If you look to your left as you enter the restaurant, you’ll notice an entire room of desserts. Let me repeat: an entire roomful. Not just that, but the mirrored walls and dim lighting create the illusion that the spread is larger than it actually is.

Side note: The curious thing about this brunch buffet overall is that none of the food is in the dining room, apart from the omelette station. The main buffet was also off in a separate area–the restaurant kitchen, which was cool to see. As far as whether the brunch is worth trying, you’ll definitely get your money’s worth if you like seafood. There are raw oysters (tasted pretty fresh to me), crab legs (didn’t try), smoked salmon (very good), etc. The antipastis were also tasty, running the gamut from grilled artichokes to cured meats. If you like fresh fruit, there was a great selection of berries to go with your pancakes/French toast/waffles.

What wasn’t so great was their breads and roasted meats. After one bite of a biscuit, I decided the other bite wasn’t worth eating; the roast beef required some serious gnawing to get it down. The tiny muffins were pretty sad-looking. I was also disappointed that the eggs in the eggs benedict were fully cooked, though I suppose there are food safety reasons for that.

But back to our main topic of conversation, the desserts. The smaller bite-sized ones included:

  • cheesecake lollipops
  • cheesecakes
  • fruit tarts
  • soggy eclairs
  • cupcakes

The larger ones were:

  • 2 types of chocolate cake. One was a dense dark chocolate, probably my favorite of everything I tried. The other was disgustingly sweet, with a frosting-like consistency.
  • bread pudding
  • flan
  • creme brulee, Mr. X-sXe’s pick. (Our theory is that they just took the flan and put a caramelized sugar crust on it, since the two tasted so similar.)
  • pecan pie

There were also wine glasses of chocolate pudding, which tasted too strongly of cocoa powder. And a couple other options that escape my memory.

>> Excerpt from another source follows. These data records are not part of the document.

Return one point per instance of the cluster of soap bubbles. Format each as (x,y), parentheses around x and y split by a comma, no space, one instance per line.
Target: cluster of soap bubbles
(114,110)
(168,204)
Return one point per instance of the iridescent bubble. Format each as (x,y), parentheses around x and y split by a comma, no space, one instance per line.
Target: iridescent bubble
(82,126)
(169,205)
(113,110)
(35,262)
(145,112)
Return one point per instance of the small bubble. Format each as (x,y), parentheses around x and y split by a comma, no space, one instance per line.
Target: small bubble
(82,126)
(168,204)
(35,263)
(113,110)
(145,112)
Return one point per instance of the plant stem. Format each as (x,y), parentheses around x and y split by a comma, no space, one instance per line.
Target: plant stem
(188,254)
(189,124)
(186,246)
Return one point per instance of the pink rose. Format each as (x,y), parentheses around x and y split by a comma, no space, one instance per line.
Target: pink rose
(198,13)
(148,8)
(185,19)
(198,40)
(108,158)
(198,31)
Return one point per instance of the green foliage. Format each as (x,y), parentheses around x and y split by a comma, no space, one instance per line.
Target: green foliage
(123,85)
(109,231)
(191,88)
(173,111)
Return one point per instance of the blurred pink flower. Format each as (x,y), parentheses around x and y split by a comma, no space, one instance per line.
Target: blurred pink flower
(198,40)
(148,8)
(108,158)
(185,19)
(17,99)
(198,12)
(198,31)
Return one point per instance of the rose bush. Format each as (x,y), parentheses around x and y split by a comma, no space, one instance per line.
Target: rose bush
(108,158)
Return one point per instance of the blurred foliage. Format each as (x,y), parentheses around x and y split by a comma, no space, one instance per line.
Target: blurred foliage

Surprisingly, the most thrilling part of the dessert room was just being in it, taking in the beautiful presentation. Apart from the chocolate cake and creme brulee, we didn’t have any reason to go back for seconds. But such is the nature of these all-you-can-eat things. By the time you get around to dessert, you’re already feeling sick. So strategize accordingly, and pace yourself.